SLAM for Indoor Mapping of Wide Area Construction Environments
This work addresses the problem of indoor mapping for construction and factory environments, but it is incremental as it applies existing SLAM methods to a new dataset without introducing major innovations.
The paper tackled the challenge of applying SLAM in large, complex indoor construction environments where traditional methods struggle due to long distances, textureless areas, poor lighting, and lack of GNSS signals, by using a robot with stereo cameras and a 3D laser scanner to collect data and compare LiDAR and visual SLAM approaches, resulting in the generation of dense and accurate depth maps via 3D Gaussian splatting for potential use in automatic construction monitoring.
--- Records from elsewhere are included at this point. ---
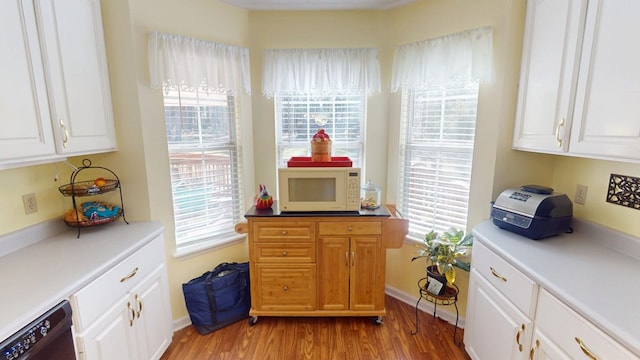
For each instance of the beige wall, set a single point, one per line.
(140, 114)
(141, 160)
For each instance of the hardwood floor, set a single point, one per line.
(338, 338)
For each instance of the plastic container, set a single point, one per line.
(370, 196)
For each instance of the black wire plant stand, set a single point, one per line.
(77, 188)
(449, 297)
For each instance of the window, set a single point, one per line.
(437, 136)
(299, 116)
(203, 141)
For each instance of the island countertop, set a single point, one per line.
(275, 211)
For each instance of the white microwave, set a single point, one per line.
(319, 189)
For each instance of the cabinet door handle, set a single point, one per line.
(132, 313)
(520, 331)
(131, 274)
(65, 138)
(558, 139)
(585, 349)
(139, 304)
(533, 350)
(495, 273)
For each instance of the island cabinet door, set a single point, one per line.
(333, 275)
(350, 276)
(366, 274)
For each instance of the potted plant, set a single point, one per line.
(443, 253)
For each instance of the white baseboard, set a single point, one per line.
(446, 313)
(181, 323)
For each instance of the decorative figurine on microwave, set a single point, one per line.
(263, 200)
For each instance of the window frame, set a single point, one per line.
(285, 149)
(207, 152)
(407, 202)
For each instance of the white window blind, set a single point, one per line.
(300, 115)
(203, 138)
(438, 127)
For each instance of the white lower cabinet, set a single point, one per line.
(577, 338)
(495, 328)
(507, 318)
(125, 313)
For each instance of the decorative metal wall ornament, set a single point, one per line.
(624, 190)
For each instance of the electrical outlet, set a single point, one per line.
(30, 204)
(581, 194)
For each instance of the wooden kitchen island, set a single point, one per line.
(320, 264)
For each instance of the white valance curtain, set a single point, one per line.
(286, 71)
(466, 55)
(176, 60)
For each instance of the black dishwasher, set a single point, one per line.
(47, 337)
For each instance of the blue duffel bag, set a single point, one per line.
(219, 297)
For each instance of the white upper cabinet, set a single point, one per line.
(607, 108)
(59, 101)
(548, 74)
(580, 84)
(25, 126)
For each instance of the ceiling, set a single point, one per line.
(318, 4)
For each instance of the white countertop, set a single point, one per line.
(594, 270)
(38, 276)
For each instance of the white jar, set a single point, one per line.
(370, 196)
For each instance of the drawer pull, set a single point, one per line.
(533, 350)
(518, 337)
(585, 349)
(139, 304)
(561, 124)
(65, 138)
(131, 274)
(132, 313)
(495, 273)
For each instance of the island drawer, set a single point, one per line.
(349, 228)
(284, 287)
(283, 231)
(284, 253)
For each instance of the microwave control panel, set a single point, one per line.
(353, 190)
Simultaneous localization and mapping (SLAM), i.e., the reconstruction of the environment represented by a (3D) map and the concurrent pose estimation, has made astonishing progress. Meanwhile, large scale applications aiming at the data collection in complex environments like factory halls or construction sites are becoming feasible. However, in contrast to small scale scenarios with building interiors separated to single rooms, shop floors or construction areas require measures at larger distances in potentially texture less areas under difficult illumination. Pose estimation is further aggravated since no GNSS measures are available as it is usual for such indoor applications. In our work, we realize data collection in a large factory hall by a robot system equipped with four stereo cameras as well as a 3D laser scanner. We apply our state-of-the-art LiDAR and visual SLAM approaches and discuss the respective pros and cons of the different sensor types for trajectory estimation and dense map generation in such an environment. Additionally, dense and accurate depth maps are generated by 3D Gaussian splatting, which we plan to use in the context of our project aiming on the automatic construction and site monitoring.